Dayat reslung the Railgun, the metal clicking into place. "Gravion."
"Affirmative," Dola replied. "And he is not alone. He is bringing the Gravity Mages. They are preparing a ’Mass-Collapse’ spell to seal the sector."
Dayat looked toward the looming silhouette of the gate, where the sky was turning a bruised purple. He could feel the gravity already beginning to tug at his clothes, the air becoming thick and hard to breathe.
But this time, the fear didn’t paralyze him. He had the Railgun. He had friends who had bled for him. And he had a wife who was ready to rewrite the laws of this world by his side.

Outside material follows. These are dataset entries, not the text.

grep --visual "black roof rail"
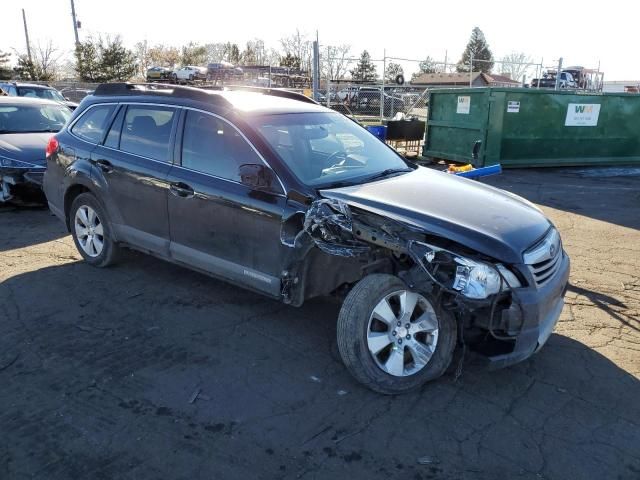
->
[224,85,318,105]
[93,82,232,107]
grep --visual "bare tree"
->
[320,44,351,80]
[280,28,312,71]
[15,40,62,81]
[500,52,533,82]
[204,43,225,63]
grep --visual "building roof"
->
[411,72,520,86]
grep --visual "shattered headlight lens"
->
[408,242,522,300]
[453,257,502,299]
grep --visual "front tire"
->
[338,274,456,395]
[69,193,120,267]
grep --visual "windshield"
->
[250,112,409,187]
[0,104,71,133]
[18,87,65,102]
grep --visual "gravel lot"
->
[0,170,640,480]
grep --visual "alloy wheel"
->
[74,205,104,257]
[367,290,438,377]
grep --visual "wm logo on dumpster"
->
[575,105,593,113]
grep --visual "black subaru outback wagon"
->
[44,84,569,394]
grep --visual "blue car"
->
[0,97,71,203]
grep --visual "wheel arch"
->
[63,183,90,231]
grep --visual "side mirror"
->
[238,163,275,191]
[471,140,482,160]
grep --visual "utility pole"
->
[71,0,80,47]
[22,8,33,63]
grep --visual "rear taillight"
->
[45,137,60,158]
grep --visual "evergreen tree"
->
[224,42,240,65]
[75,36,137,82]
[350,50,378,82]
[384,62,404,83]
[456,27,493,73]
[100,37,137,81]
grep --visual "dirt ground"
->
[0,170,640,480]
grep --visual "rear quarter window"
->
[71,105,116,143]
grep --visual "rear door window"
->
[71,105,116,143]
[120,105,176,162]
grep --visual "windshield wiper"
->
[366,167,413,182]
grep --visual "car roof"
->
[0,96,64,107]
[218,90,328,113]
[86,84,333,114]
[0,82,55,90]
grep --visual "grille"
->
[524,228,564,287]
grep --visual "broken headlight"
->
[453,257,520,300]
[453,257,502,299]
[408,241,522,300]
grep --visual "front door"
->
[168,110,287,297]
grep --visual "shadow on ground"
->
[0,204,68,252]
[0,255,640,480]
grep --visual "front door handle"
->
[96,159,113,173]
[169,182,195,198]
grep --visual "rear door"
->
[168,110,287,297]
[91,104,178,256]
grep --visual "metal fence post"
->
[380,49,387,125]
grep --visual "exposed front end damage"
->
[283,199,569,366]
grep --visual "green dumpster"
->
[424,88,640,167]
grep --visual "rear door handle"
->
[96,159,113,173]
[169,182,195,198]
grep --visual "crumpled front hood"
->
[0,132,54,166]
[320,167,551,263]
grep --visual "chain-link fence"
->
[319,82,427,123]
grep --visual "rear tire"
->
[337,274,456,395]
[69,193,120,267]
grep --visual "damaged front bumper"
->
[486,252,570,369]
[0,158,46,202]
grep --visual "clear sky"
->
[0,0,640,80]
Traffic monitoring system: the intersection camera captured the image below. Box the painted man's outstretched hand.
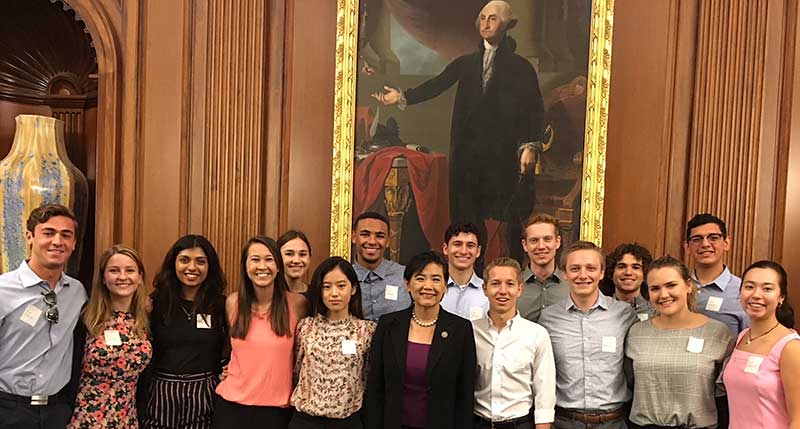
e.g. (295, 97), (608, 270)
(372, 86), (401, 106)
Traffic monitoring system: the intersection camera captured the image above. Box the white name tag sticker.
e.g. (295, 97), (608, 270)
(744, 356), (764, 374)
(19, 304), (42, 326)
(103, 329), (122, 346)
(686, 337), (705, 353)
(469, 307), (483, 320)
(197, 314), (211, 329)
(706, 296), (722, 311)
(602, 337), (617, 353)
(342, 340), (356, 355)
(383, 285), (398, 301)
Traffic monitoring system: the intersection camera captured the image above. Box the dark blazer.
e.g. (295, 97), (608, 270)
(363, 308), (477, 429)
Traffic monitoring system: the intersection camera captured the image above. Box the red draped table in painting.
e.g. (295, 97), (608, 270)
(353, 146), (450, 261)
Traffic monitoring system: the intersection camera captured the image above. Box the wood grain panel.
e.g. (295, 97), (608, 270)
(686, 0), (785, 272)
(202, 0), (268, 288)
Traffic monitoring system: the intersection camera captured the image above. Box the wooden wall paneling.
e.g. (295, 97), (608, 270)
(781, 1), (800, 326)
(264, 0), (291, 239)
(686, 0), (786, 272)
(202, 0), (270, 288)
(603, 0), (696, 254)
(281, 0), (337, 266)
(65, 0), (125, 266)
(136, 0), (187, 275)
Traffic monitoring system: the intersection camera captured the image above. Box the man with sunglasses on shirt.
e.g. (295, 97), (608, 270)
(683, 213), (750, 338)
(0, 204), (86, 429)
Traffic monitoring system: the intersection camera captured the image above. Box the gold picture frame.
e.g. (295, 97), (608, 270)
(330, 0), (614, 258)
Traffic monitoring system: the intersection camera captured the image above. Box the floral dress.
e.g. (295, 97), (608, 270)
(68, 311), (153, 429)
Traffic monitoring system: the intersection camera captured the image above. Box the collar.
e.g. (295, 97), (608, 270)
(612, 291), (649, 308)
(564, 291), (614, 311)
(353, 259), (393, 282)
(447, 270), (483, 289)
(17, 261), (69, 290)
(522, 265), (564, 283)
(692, 265), (733, 292)
(485, 310), (522, 329)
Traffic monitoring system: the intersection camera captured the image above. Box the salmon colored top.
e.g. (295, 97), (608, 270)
(217, 296), (297, 408)
(722, 330), (800, 429)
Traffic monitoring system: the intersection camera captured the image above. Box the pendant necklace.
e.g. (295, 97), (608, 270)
(178, 303), (194, 322)
(747, 322), (781, 344)
(411, 310), (439, 328)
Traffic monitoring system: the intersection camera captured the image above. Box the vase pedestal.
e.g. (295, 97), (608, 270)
(0, 115), (89, 275)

"Let him come," Dayat said, his eyes reflecting the purple glow of the horizon. "He thinks he’s the master of gravity. It’s time to show him the master of mass and acceleration."
Dayat checked the interface one last time. "Bara, Lina, get the carriage ready. We aren’t running through rat holes anymore."
He turned to the gate, a faint, dangerous smile playing on his lips.
"Plan C... The Brute Breakthrough starts now."